My db.mgmt properties file is looking like this and i can see two different activity monitor entries and two for reports manager entries.

 

And i have already tried using these user name and passwords while adding CMS.

Please update me with your valuable comments.

 

 

Best Regards,

Vinod

 

 

avatar
Rising Star

Hello Bgooley,

 

Can you please give me some inputs to over come this issue.

 

Thanks,

Vinod

avatar
Rising Star

Team,

 

Any solutions will be appreciated.

Still am facing the same issue and can some one help me on this.

 

Thanks,

Vinod

avatar
Master Guru

@kvinod,

 

Since Reports Manager and Activity Monitor are not as essential as Host Monitor, Service Monitor, Events Server, and Alerts Publisher, I recommend adding the Management Service with only those for now. 

 

They don't use a SQL database, so you should be able to get your CM and Management Service looking good again.  You can then add the Activity Monitor and Reports Manager later without as much stress.

 

REGARDING THE PROBLEM:

I'd like to point out that the error you got in the wizard (when you took the screen shot) showed that the host/port combination provided in the Add Service wizard could not be contacted.  The "No database server found running on host ___" error is thrown if a CONNECTION REFUSED is returned by the attempt to connect.  This generally means that there was nothing listening on the requested host and port.

 

Since we found no port number (7432) specified in the database host string (in the Add Service wizard) the default of 5432 would be used.  NOTE that you have 2 postgres servers running on the host where you did the netstat:

  • Cloudera Embedded (listening on 7432)
  • Another postgres server (listening on 5432)
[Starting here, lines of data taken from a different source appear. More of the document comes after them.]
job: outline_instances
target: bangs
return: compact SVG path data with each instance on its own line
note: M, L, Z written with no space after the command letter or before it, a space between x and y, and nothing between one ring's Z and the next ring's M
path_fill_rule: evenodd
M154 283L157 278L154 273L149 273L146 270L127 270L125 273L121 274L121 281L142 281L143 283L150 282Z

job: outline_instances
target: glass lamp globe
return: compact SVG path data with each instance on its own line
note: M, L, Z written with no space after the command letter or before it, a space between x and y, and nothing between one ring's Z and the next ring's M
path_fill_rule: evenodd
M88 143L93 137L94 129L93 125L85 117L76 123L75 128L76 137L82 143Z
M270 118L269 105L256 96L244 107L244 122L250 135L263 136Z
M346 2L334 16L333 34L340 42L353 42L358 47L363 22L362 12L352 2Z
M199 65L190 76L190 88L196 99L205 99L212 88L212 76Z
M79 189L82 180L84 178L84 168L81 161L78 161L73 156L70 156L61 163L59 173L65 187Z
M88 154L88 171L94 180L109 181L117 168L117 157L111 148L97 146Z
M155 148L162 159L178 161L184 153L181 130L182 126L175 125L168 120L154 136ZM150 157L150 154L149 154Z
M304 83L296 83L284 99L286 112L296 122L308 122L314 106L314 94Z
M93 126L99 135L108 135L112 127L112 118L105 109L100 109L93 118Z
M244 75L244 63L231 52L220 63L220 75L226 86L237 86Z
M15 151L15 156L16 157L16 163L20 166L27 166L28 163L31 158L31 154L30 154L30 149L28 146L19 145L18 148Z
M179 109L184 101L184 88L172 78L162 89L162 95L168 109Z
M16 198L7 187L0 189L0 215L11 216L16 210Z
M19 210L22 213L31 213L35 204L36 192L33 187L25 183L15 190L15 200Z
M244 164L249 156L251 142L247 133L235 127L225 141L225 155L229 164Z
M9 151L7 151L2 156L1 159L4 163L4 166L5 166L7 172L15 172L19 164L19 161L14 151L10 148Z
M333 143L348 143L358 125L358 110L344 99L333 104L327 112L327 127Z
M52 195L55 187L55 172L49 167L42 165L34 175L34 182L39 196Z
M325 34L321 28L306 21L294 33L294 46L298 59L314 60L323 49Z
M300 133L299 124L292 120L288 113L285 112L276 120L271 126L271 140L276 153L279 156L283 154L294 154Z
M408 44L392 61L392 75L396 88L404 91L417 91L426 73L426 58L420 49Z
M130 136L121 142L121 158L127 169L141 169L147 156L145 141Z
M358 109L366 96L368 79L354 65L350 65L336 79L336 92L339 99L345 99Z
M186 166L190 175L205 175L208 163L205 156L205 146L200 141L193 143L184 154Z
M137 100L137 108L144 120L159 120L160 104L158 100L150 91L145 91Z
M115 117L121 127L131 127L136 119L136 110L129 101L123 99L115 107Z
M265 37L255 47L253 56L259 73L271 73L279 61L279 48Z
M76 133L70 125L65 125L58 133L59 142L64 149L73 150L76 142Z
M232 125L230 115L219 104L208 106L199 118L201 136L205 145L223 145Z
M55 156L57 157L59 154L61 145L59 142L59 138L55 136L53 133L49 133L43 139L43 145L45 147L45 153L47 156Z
If that is the case and the "test connection" could connect to neither, that makes me curious whether the hostname specified in the wizard is the one where the postgres servers are listening.

 

We understand that you are under some stress, but it is very difficult to understand what is going wrong with just the information we have.  It might be useful to take a look at the stderr.log and stdout.log for the test connection command.

On the host where you are attempting to install the Reports Manager and Activity Monitor, you can look in the /var/run/cloudera-scm-agent/process directory to find the db test command process directory.  It sill look like this for instance: 2839-MGMT.ACTIVITYMONITOR-test-db-connection.

 

Inside it, you will find a logs directory containing stderr.log... you might go over that file and see if there are any other clues.

 

Also, you could use psql command to test the connection yourself from the host where you are trying add the Reports Manager and Activity Monitor.